AF might be, but that's not what's meant by a "fast" lens.


----------



## myfotoguy (Apr 23, 2010)

Your kit lens is likely AF-S which generally focuses quicker than a screw-drive lens. Is that what you are noticing, the focusing speed? 

In low light, with a larger aperture there are times the 50mm D will focus quicker because more light is getting to the focus sensor helping it to acquire focus. But in situations where there is enough light for both lenses to accurately focus an AF-S lens is usually a little faster.

Congrats on getting the D90!


----------



## markie (Jul 28, 2010)

*So **AF-S 50mm f/1.4G or AF 50mm f/1.4D is better? or is it a different story?
*


----------



## KmH (Jul 28, 2010)

Different story.

Both AF lenses have finer focus gears, or more gear teeth per inch, so manual focusing is more precise.


----------



## whiplash23 (Jul 28, 2010)

I may be dead wrong, but calling a lens "fast" has nothing to do with auto focus speed.  The term simply implies that you can use large apertures, thus allowing a faster shutter speed in any given situation.
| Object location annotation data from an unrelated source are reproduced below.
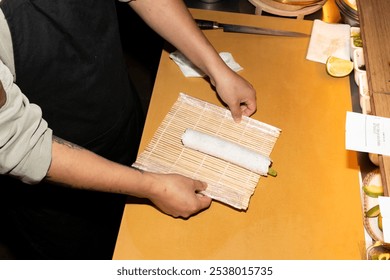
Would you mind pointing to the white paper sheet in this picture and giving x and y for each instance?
(329, 39)
(384, 206)
(366, 133)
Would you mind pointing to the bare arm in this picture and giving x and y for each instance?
(76, 167)
(172, 20)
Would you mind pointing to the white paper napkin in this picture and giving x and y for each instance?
(190, 70)
(329, 39)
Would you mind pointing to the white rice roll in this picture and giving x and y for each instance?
(226, 150)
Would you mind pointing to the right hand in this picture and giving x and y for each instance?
(177, 195)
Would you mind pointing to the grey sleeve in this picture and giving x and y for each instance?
(25, 139)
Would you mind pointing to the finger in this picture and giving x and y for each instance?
(236, 113)
(204, 200)
(199, 186)
(248, 109)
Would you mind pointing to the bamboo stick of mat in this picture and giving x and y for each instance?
(227, 182)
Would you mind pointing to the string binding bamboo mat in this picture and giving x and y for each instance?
(227, 182)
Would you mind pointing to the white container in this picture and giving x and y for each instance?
(354, 31)
(359, 65)
(364, 94)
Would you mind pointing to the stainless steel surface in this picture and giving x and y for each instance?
(235, 6)
(208, 24)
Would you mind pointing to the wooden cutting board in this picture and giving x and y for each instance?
(375, 29)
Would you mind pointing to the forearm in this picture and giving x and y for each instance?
(172, 20)
(77, 167)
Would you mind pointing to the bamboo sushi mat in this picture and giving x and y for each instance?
(227, 182)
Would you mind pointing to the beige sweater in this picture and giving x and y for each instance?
(25, 139)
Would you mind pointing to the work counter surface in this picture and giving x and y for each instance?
(312, 209)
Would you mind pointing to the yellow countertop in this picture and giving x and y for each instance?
(312, 209)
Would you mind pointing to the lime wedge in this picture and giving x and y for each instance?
(338, 67)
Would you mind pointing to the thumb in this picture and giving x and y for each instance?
(236, 113)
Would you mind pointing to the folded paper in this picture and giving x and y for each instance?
(190, 70)
(329, 39)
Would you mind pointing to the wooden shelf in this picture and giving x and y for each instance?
(375, 30)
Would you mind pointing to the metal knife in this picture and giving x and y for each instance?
(208, 24)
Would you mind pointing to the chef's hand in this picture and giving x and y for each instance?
(177, 195)
(238, 94)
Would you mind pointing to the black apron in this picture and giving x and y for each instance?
(68, 60)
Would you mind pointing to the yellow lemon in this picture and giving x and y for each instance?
(338, 67)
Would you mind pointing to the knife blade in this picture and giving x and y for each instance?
(208, 24)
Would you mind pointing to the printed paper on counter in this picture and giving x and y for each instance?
(366, 133)
(384, 206)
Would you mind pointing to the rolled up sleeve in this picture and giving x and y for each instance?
(25, 139)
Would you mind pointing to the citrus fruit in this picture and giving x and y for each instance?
(338, 67)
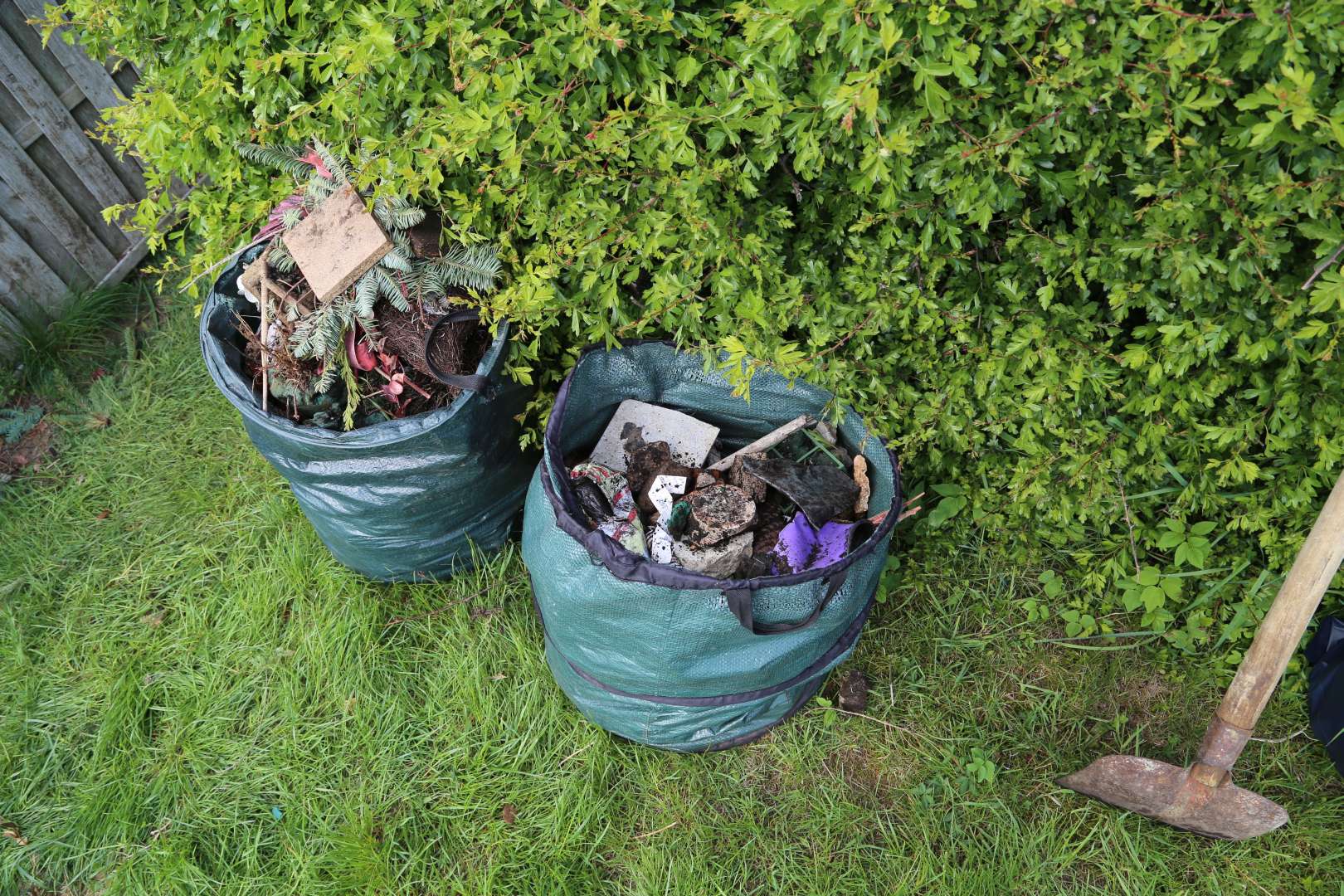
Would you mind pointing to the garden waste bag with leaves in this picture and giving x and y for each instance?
(399, 500)
(660, 655)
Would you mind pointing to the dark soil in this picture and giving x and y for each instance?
(32, 449)
(457, 348)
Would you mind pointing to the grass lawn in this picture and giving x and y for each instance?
(197, 699)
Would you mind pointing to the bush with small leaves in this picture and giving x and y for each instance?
(1064, 251)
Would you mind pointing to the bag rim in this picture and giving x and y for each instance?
(632, 567)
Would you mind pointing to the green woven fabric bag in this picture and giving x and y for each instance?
(401, 500)
(668, 657)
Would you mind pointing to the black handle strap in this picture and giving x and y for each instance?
(739, 601)
(466, 382)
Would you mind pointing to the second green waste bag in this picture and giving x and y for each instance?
(659, 655)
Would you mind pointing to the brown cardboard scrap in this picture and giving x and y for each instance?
(336, 243)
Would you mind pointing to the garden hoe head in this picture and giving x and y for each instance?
(1179, 796)
(1202, 796)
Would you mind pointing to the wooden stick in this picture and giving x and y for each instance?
(1288, 617)
(767, 441)
(265, 325)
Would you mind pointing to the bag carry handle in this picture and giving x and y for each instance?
(739, 601)
(466, 382)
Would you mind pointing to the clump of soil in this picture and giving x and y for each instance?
(32, 449)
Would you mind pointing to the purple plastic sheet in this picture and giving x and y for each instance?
(802, 547)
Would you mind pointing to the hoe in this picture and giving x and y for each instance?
(1202, 796)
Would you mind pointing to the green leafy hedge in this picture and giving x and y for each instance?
(1057, 250)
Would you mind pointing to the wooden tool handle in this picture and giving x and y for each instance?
(1288, 618)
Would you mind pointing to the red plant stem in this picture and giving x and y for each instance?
(409, 382)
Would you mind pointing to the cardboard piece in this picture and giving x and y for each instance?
(336, 243)
(689, 440)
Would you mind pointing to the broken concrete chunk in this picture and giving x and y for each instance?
(338, 243)
(719, 561)
(860, 479)
(718, 514)
(689, 440)
(821, 490)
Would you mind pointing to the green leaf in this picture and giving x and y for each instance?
(947, 509)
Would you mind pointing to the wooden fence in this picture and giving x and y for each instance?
(54, 179)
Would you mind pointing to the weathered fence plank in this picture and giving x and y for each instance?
(93, 80)
(56, 178)
(27, 180)
(58, 125)
(24, 277)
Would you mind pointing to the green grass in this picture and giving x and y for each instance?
(180, 661)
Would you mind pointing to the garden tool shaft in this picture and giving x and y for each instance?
(1202, 796)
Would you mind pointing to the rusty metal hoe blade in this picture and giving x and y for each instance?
(1202, 796)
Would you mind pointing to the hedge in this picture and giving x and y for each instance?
(1059, 251)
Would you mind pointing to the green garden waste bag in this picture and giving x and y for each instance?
(401, 500)
(668, 657)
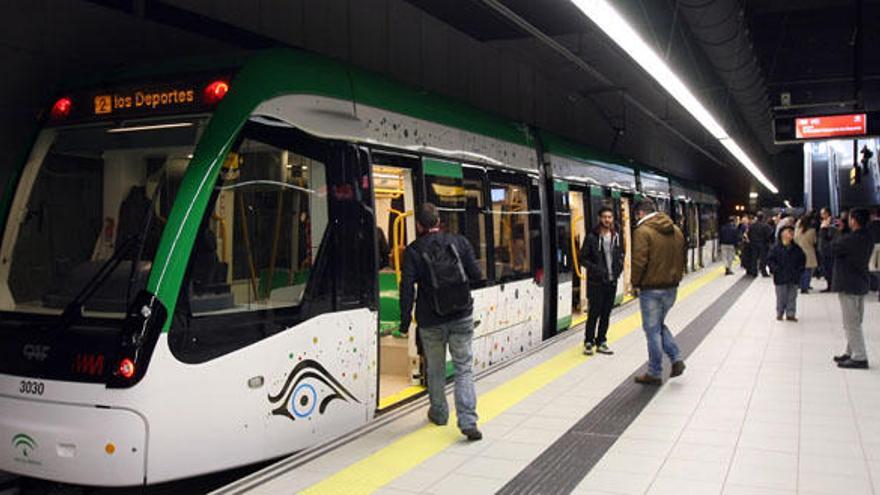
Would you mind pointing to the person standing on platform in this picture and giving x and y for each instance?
(786, 261)
(760, 238)
(805, 238)
(874, 265)
(748, 257)
(729, 239)
(443, 265)
(827, 233)
(658, 264)
(852, 251)
(602, 255)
For instance, a lens that has a max aperture at f5 may require a shutter speed of 1/30s to expose correctly in a particular situation.  A lens with a max aperture of f1.8 would allow a much faster shutter speed in the same situation if you are willing to use the larger apertures.  I am not versed enough to do the math, but I bet it would be ~1/200s or faster at f1.8.


----------